Perhaps he wondered the same about her. How a Comtesse of noble birth and marriage came to flee France aboard the ship of a privateer — without the benefit of her husband to escort her or her wealth to support her. Perhaps they were both escaping some forlorn past, she thought, and hoping for a more favorable future.

"I have been working with your family since I was ten years of age," he began, as if able to determine the contents of her mind from the contents of her eyes. "At the time, the business was my father's and I his first mate. And if you're wondering how long I've been in the business of privateering, the answer is about five years less than that."
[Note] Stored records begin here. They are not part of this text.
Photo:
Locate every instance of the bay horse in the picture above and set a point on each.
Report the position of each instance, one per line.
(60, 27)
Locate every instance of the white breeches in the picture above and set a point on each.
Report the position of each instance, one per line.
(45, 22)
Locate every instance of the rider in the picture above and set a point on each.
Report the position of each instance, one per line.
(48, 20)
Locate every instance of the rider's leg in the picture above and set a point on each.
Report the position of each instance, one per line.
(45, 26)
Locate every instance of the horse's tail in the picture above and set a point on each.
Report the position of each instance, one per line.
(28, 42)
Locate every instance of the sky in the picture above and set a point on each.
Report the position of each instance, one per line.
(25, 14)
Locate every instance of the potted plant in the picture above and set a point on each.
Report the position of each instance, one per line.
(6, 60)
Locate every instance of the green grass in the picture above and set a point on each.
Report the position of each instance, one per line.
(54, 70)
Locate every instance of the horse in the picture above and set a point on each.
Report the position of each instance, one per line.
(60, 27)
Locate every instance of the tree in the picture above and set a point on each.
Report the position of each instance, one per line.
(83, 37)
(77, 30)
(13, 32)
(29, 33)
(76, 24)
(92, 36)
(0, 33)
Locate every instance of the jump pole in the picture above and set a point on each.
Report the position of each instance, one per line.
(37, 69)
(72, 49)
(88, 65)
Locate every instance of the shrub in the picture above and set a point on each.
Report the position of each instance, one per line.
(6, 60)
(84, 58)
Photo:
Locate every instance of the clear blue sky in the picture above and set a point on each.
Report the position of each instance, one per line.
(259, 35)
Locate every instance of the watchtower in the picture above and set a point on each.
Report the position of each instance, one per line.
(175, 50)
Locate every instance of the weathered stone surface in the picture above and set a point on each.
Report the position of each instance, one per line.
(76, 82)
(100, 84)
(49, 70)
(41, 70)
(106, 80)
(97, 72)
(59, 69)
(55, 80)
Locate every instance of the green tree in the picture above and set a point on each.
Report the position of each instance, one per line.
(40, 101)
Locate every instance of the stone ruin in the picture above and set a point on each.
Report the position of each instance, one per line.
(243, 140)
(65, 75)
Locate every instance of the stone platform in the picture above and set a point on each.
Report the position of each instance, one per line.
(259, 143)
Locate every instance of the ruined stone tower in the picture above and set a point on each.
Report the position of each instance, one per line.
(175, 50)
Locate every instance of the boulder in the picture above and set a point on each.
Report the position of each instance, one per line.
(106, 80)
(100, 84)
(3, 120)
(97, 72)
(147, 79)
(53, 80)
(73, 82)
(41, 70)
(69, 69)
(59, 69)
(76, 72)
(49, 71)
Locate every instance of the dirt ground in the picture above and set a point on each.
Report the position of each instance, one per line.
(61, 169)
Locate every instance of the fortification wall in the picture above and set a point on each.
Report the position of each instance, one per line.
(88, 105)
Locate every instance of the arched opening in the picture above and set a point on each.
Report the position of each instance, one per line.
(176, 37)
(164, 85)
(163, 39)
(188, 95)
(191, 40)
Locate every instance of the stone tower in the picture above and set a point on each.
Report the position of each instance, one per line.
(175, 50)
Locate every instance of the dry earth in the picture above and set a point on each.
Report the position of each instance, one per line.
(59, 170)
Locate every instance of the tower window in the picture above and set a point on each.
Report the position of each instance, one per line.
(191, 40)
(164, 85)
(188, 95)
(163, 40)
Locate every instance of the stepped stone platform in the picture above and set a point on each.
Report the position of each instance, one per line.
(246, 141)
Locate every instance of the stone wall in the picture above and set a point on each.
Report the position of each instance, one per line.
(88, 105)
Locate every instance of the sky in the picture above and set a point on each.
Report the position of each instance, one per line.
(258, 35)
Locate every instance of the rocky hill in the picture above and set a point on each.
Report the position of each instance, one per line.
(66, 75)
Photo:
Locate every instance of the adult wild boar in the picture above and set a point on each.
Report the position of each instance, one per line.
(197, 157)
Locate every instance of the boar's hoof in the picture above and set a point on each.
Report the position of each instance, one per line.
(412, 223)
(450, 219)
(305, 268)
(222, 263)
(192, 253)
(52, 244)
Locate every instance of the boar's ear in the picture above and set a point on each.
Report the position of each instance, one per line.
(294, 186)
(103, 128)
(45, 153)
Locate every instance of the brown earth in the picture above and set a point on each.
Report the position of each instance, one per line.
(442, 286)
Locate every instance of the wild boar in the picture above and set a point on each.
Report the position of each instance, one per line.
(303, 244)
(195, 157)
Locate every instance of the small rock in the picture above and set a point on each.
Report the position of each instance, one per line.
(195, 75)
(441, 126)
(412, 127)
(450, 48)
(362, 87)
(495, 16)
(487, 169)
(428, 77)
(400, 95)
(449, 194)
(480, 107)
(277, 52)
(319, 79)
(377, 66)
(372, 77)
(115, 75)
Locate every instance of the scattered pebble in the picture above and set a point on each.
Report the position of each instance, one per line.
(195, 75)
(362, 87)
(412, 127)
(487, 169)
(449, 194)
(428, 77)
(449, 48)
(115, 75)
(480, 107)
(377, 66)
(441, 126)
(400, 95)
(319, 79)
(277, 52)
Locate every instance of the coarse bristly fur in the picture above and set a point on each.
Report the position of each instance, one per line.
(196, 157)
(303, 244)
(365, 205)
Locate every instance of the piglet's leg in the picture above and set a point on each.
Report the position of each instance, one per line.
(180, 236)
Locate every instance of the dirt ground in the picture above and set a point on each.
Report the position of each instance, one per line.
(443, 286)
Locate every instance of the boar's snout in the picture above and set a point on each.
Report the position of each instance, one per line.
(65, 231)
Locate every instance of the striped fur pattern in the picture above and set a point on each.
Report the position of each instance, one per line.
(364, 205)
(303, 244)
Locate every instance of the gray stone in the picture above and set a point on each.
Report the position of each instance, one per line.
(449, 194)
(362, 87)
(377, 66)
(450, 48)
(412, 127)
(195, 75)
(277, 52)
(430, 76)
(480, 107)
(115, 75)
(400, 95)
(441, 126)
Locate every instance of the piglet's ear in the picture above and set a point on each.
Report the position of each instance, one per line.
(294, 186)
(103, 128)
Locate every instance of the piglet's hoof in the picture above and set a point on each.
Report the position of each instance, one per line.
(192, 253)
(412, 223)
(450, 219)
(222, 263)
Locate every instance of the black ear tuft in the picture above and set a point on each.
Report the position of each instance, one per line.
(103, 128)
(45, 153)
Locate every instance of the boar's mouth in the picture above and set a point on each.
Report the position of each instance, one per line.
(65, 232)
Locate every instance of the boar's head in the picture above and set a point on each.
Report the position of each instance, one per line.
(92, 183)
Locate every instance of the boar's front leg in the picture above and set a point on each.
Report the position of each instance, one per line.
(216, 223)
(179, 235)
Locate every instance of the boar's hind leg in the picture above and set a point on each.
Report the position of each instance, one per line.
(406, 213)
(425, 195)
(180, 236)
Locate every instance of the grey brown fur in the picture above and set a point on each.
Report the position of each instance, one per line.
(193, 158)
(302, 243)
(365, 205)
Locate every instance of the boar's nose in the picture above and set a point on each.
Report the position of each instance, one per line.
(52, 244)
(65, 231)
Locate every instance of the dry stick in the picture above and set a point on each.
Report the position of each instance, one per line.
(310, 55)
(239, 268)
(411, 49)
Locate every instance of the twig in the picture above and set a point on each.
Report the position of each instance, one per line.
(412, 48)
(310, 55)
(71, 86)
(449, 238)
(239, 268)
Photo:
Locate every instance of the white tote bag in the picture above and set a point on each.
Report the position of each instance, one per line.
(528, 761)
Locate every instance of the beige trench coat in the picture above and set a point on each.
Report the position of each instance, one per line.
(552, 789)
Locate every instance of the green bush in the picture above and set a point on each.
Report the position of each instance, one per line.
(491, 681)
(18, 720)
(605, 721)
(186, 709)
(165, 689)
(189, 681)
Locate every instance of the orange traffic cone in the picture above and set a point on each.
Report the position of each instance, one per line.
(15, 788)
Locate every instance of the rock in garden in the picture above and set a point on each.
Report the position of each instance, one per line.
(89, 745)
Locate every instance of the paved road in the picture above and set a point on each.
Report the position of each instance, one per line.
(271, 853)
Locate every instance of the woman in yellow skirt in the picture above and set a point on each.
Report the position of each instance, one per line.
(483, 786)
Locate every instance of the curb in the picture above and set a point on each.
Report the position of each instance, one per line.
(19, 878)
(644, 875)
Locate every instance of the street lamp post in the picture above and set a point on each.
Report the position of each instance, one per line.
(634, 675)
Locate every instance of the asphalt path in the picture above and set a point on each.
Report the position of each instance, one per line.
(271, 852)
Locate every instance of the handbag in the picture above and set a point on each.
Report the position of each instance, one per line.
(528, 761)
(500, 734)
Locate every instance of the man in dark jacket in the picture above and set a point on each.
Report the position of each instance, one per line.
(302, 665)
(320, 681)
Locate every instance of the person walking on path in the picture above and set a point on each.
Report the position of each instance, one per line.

He poured them each a second glass of eau de vie before continuing.

"Your parents were honest traders, at first. Just as we were honest merchants, at first. Together we had big plans. Plans that would see your parents successful traders and myself, one day, a successful captain.

"As a young man, I dreamed not of wealth but of adventure. I heard tales of exotic lands where a woman's skin was as dark as the night sky, where vines grew unruly and untamed, and where wild hunters prowled the jungle. I heard tales of bloodthirsty predators, of creatures living beneath the swamps prepared to eat the spirits of those who trespassed in their murk."

"Is it true?" the Comtesse asked, fascinated despite herself.

"All of it and more. But I also learned the way of the world and I saw the dishonesty in it. A steadfast merchant such as myself did not stand a chance against someone less virtuous than I. Whatever I bought or sold could so easily be stolen once aboard the ship. I returned to France often enough without a cent to my name and with a crew sick and dying of fever.